Let's compare the boroughs by how many incidents are recorded for each.

In [None]:
df.keys() # Same as columns() above.

## groupby()
Which borough has the most crime? We group the data by the "Borough" column, and sum up the total number of cases.

In [None]:
# Group by Borough, count total number of incidents, sort from highest to lowest
df_grouped = df.groupby(['Borough'])['Crime type'].agg('count').reset_index().sort_values(by=['Crime type'], ascending=False)

In [None]:
# Show first 10 rows of grouped dataframe
df_grouped

**Task:** Can this data be grouped differently? Experiment with a separate dataframe for comparison (df_grouped2).

### Simple bar chart comparing the number of cases by borough.

In [None]:
sns.barplot(data=df_grouped, x="Crime type", y="Borough")

## Crosstab
Compare data across categories with `crosstab()`. A a cross-tabulation table shows the frequency with which certain groups of data appear. 

The Practical Business Python blog has a good summary of Pandas' crosstab function: [Pandas Crosstab Explained](https://pbpython.com/pandas-crosstab.html)

### Simple crosstab
Crime types broken down by Borough.

In [None]:
df_crossed = pd.crosstab(df['Borough'], df['Crime type']).sort_values(by=['Borough'], ascending=True)

#### Heatmap of crosstab

In [None]:
sns.heatmap(df_crossed)

**Task:** Would it make sense to show only specific columns? Which ones?

#### Histogram of selected crime type
Shows distribution by crime category.

In [None]:
sns.displot(df_crossed, x="Violence and sexual offences")

#### Histogram of multiple categories
Here we select multiple columns and instruct Seaborn to display the multiple categories as "stack".

In [None]:
sns.displot(
    df_crossed[['Anti-social behaviour','Other theft', 'Violence and sexual offences']],
    multiple="stack"
    )

#### Compare frequency of selected crime category across boroughs
First we transform the crosstab dataframe (reindex, sort), and then plot the result:

In [None]:
# Transformation:
# Reset the index for df_crossed to flatten the dataframe
df_crossed.reset_index(inplace=True)
# Name of category to compare (allows us to change category quickly)
crime_category = "Bicycle theft"
# Sort the dataframe by the selected category
df_crossed.sort_values(by=[f'{crime_category}'], ascending=False, inplace=True)

Here's the head() showing the top 5 rows for the selected columns (Borough, crime_category):

In [None]:
df_crossed[['Borough', f'{crime_category}']].head()

In [None]:
# Display bar plot:
sns.barplot(data=df_crossed, x=f"{crime_category}", y="Borough")

**Task:** Change the crime_cateogory variable above and run the cells again to see how the plot changes.

### Crosstab with margins
The `margins` parameter adds a row at the bottom and column at the end summarising each.
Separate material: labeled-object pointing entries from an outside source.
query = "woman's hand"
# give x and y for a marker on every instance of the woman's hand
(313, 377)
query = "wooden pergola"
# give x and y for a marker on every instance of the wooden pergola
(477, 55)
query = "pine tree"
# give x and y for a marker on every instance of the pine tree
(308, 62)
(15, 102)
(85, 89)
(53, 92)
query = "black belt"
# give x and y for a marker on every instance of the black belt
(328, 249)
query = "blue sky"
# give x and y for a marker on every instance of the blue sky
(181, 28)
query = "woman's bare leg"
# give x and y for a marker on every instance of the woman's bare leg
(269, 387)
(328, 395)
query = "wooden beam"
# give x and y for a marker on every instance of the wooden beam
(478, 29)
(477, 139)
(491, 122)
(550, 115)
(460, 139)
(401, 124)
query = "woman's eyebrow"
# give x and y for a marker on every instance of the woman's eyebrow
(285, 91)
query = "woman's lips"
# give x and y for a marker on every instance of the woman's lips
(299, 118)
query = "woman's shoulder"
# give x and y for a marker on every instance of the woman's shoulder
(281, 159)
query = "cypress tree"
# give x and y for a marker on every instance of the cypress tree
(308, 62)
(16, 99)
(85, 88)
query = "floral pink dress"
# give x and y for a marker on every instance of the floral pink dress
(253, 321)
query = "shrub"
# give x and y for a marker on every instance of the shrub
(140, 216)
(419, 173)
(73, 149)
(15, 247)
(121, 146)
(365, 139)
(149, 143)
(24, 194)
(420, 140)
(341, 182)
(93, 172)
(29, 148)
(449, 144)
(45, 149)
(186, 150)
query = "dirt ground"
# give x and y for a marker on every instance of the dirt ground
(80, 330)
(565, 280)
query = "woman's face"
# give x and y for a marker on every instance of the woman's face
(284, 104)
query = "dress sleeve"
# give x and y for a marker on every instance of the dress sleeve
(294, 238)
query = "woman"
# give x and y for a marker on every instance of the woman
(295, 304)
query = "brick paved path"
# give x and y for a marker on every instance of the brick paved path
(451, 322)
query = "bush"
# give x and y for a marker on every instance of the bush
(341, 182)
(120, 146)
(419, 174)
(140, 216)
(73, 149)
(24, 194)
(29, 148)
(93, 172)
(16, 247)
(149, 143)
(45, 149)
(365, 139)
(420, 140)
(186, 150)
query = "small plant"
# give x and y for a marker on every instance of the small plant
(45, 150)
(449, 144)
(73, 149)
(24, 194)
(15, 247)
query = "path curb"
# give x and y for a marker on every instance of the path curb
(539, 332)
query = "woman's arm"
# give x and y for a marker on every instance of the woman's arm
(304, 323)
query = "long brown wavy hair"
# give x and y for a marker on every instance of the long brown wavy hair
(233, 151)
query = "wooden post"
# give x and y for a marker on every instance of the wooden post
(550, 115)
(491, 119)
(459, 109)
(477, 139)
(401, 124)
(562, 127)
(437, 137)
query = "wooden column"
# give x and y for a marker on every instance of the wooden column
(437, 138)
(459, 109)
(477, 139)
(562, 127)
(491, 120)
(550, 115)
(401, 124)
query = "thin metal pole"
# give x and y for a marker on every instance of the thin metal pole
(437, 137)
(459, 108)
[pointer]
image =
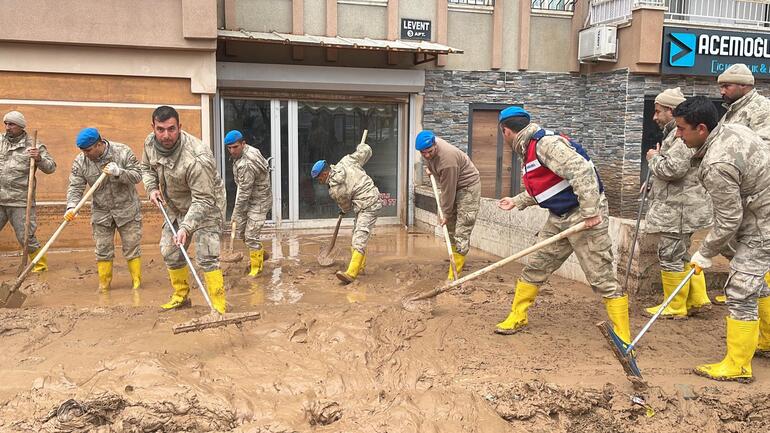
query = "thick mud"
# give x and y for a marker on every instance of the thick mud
(326, 357)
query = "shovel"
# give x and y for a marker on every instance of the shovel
(27, 214)
(215, 319)
(10, 296)
(452, 263)
(232, 257)
(411, 303)
(624, 353)
(325, 257)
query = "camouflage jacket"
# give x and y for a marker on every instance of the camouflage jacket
(752, 110)
(678, 202)
(555, 153)
(188, 179)
(350, 186)
(252, 175)
(117, 198)
(14, 168)
(735, 170)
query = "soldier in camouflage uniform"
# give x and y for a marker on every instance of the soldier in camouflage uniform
(15, 151)
(352, 189)
(735, 170)
(460, 186)
(115, 204)
(179, 171)
(559, 176)
(253, 201)
(679, 206)
(745, 106)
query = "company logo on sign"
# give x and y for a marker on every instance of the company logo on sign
(682, 50)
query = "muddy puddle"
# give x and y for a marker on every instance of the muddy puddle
(331, 358)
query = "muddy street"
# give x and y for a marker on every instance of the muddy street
(329, 357)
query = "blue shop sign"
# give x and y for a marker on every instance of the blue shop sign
(688, 51)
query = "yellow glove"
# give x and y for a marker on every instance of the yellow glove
(70, 214)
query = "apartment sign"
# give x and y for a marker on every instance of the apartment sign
(688, 51)
(415, 29)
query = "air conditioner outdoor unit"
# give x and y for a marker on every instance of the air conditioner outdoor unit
(598, 43)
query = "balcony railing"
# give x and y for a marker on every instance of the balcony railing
(732, 13)
(554, 5)
(617, 11)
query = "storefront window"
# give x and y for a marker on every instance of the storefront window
(331, 130)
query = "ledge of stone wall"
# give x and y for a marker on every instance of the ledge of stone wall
(505, 233)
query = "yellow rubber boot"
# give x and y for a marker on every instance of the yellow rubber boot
(215, 285)
(677, 309)
(459, 262)
(763, 346)
(617, 311)
(354, 267)
(698, 300)
(517, 318)
(104, 269)
(135, 269)
(181, 287)
(742, 336)
(41, 265)
(257, 261)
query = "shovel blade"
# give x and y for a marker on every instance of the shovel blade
(11, 297)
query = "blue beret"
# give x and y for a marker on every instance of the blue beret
(513, 112)
(87, 137)
(318, 167)
(232, 137)
(424, 140)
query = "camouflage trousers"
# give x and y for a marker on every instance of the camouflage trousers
(746, 282)
(251, 232)
(363, 225)
(130, 238)
(673, 251)
(207, 247)
(593, 248)
(17, 216)
(460, 225)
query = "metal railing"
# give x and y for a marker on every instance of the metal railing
(617, 11)
(554, 5)
(719, 12)
(473, 2)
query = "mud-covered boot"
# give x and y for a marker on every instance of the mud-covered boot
(215, 285)
(181, 287)
(354, 267)
(763, 345)
(517, 319)
(742, 337)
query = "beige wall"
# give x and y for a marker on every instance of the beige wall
(265, 15)
(135, 23)
(549, 43)
(359, 21)
(471, 32)
(315, 17)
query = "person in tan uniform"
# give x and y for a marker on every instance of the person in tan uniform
(679, 206)
(180, 173)
(460, 191)
(734, 168)
(745, 106)
(251, 173)
(16, 148)
(559, 176)
(115, 205)
(352, 189)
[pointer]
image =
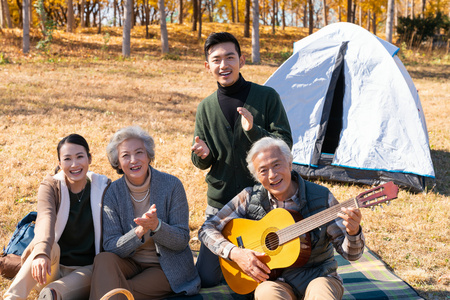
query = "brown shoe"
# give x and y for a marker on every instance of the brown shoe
(47, 294)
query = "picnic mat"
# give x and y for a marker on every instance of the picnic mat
(365, 279)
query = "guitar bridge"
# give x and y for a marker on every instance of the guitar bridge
(239, 242)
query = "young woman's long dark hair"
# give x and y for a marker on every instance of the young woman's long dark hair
(72, 139)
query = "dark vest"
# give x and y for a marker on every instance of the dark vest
(312, 198)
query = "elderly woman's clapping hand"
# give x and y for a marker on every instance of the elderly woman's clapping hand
(148, 221)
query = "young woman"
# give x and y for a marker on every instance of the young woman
(67, 234)
(145, 226)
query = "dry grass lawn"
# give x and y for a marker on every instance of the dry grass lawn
(83, 85)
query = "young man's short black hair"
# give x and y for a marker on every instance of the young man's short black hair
(219, 38)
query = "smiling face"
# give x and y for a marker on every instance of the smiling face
(74, 162)
(133, 160)
(274, 173)
(224, 63)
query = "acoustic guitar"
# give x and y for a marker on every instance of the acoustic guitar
(284, 236)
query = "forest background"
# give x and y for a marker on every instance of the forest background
(76, 77)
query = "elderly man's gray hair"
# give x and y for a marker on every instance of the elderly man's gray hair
(263, 144)
(126, 133)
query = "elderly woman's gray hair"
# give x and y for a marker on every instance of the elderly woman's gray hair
(264, 144)
(126, 133)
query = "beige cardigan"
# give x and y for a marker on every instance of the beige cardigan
(53, 211)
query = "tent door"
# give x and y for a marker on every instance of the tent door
(331, 121)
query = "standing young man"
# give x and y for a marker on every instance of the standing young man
(227, 123)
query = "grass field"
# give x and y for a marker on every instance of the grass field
(83, 85)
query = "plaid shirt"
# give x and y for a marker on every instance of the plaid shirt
(350, 247)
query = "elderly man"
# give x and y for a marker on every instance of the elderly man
(270, 162)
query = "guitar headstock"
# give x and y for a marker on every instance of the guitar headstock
(377, 195)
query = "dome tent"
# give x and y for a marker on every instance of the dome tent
(354, 111)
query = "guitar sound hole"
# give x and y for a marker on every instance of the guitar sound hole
(272, 241)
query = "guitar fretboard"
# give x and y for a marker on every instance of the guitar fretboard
(295, 230)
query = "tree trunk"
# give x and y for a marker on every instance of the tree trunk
(211, 10)
(354, 13)
(273, 16)
(360, 16)
(2, 15)
(255, 33)
(162, 23)
(19, 5)
(133, 15)
(390, 20)
(26, 26)
(349, 10)
(147, 18)
(264, 12)
(82, 17)
(311, 16)
(305, 14)
(200, 17)
(126, 40)
(406, 8)
(99, 18)
(233, 18)
(180, 13)
(247, 19)
(70, 16)
(374, 23)
(194, 14)
(324, 10)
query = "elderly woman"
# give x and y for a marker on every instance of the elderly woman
(145, 226)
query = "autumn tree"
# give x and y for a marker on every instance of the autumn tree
(390, 20)
(70, 16)
(163, 27)
(255, 33)
(247, 19)
(26, 26)
(126, 35)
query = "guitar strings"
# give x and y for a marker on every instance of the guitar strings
(293, 231)
(299, 228)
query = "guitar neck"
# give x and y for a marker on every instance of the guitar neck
(306, 225)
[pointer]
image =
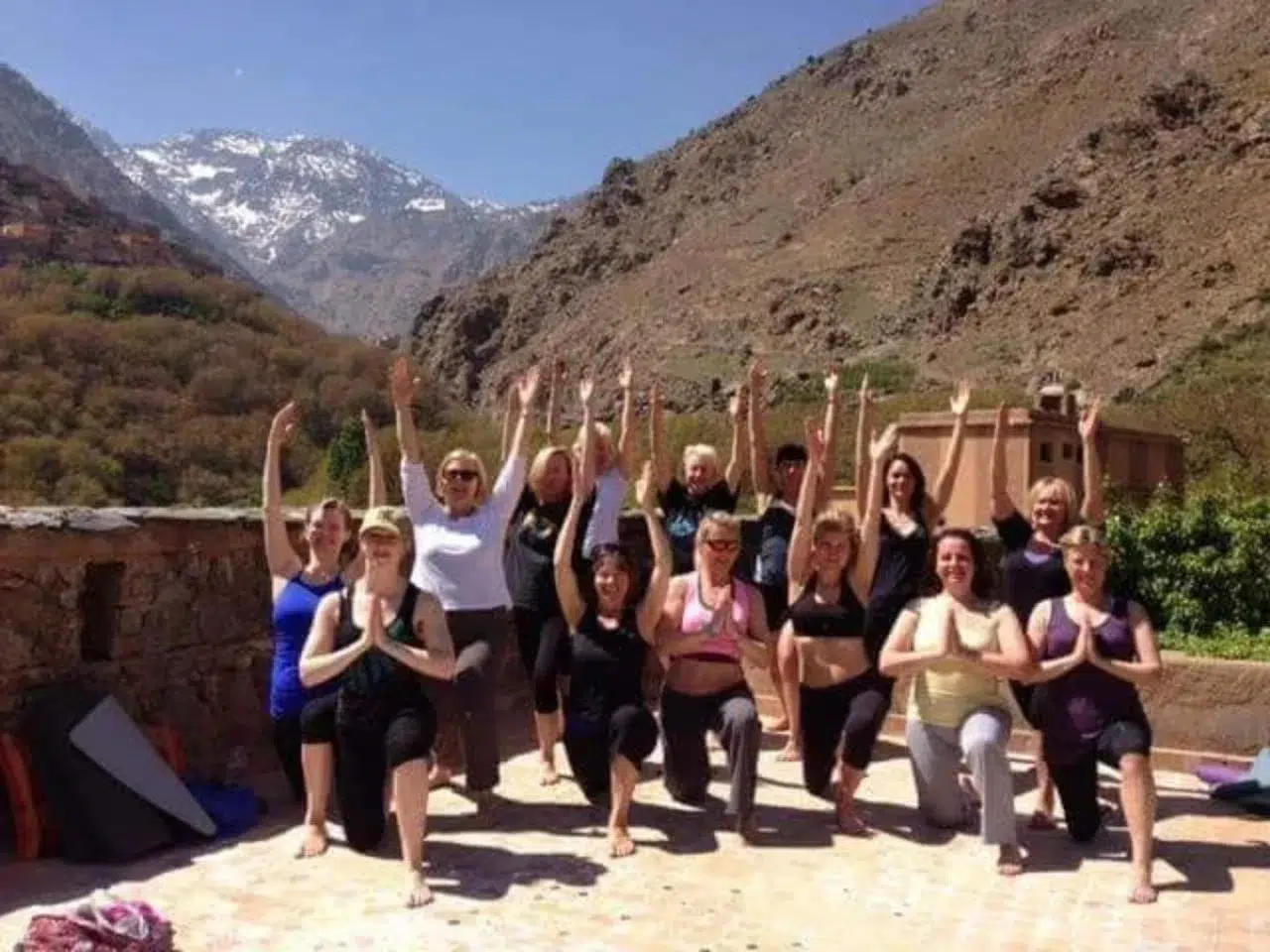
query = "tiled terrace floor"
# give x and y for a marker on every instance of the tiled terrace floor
(544, 881)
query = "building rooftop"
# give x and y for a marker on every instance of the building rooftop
(544, 881)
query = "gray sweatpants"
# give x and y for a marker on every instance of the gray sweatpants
(935, 754)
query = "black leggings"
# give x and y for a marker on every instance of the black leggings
(375, 735)
(851, 714)
(1078, 777)
(543, 642)
(630, 733)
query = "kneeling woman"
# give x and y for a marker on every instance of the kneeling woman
(608, 729)
(961, 649)
(711, 620)
(381, 635)
(841, 699)
(1095, 651)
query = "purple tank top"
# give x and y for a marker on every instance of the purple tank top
(1083, 702)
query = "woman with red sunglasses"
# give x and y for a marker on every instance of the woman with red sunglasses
(458, 543)
(712, 621)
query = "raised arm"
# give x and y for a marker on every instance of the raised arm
(870, 526)
(760, 463)
(898, 655)
(960, 407)
(998, 477)
(737, 411)
(1091, 508)
(864, 426)
(1148, 665)
(572, 604)
(511, 404)
(436, 658)
(626, 438)
(554, 386)
(416, 486)
(662, 463)
(278, 552)
(798, 566)
(832, 405)
(318, 661)
(663, 562)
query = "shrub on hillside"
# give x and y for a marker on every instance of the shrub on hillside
(1198, 565)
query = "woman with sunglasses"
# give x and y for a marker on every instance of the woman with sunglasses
(1033, 569)
(1095, 651)
(380, 638)
(705, 486)
(960, 648)
(458, 543)
(839, 701)
(778, 484)
(608, 729)
(710, 622)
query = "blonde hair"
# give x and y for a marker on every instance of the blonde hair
(467, 457)
(835, 521)
(706, 453)
(717, 520)
(539, 467)
(1065, 489)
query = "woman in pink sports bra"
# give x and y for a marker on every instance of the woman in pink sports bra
(711, 621)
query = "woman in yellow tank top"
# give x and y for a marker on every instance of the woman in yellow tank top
(960, 649)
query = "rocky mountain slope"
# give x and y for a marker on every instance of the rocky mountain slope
(134, 372)
(1006, 188)
(341, 234)
(36, 131)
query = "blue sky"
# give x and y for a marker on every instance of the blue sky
(494, 98)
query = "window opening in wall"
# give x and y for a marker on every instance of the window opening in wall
(99, 610)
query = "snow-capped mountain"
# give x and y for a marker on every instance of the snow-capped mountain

The name can be specified with `margins_name`.

In [None]:
df_crossed_margins = pd.crosstab(df['Borough'], df['Crime type'], margins=True, margins_name='Crimes total').reset_index()

In [None]:
df_crossed_margins

### Normalise
We can instruct `crosstab()` to show proportions, rather than absolute numbers with the `normalize` parameter.

In [None]:
# Crosstabl normalised by column, rounding numbers to 2 decimal places
df_cross_pct_cols = pd.crosstab(df['Borough'], df['Crime type'], normalize='columns').round(2)

In [None]:
df_cross_pct_cols

In [None]:
# Normalised by rows
df_cross_pct_rows = pd.crosstab(df['Borough'], df['Crime type'], normalize='index').round(2)

In [None]:
df_cross_pct_rows

#### Histogram of normalised crime types

In [None]:
sns.displot(df_cross_pct_rows[['Other theft', 'Violence and sexual offences']], element="step")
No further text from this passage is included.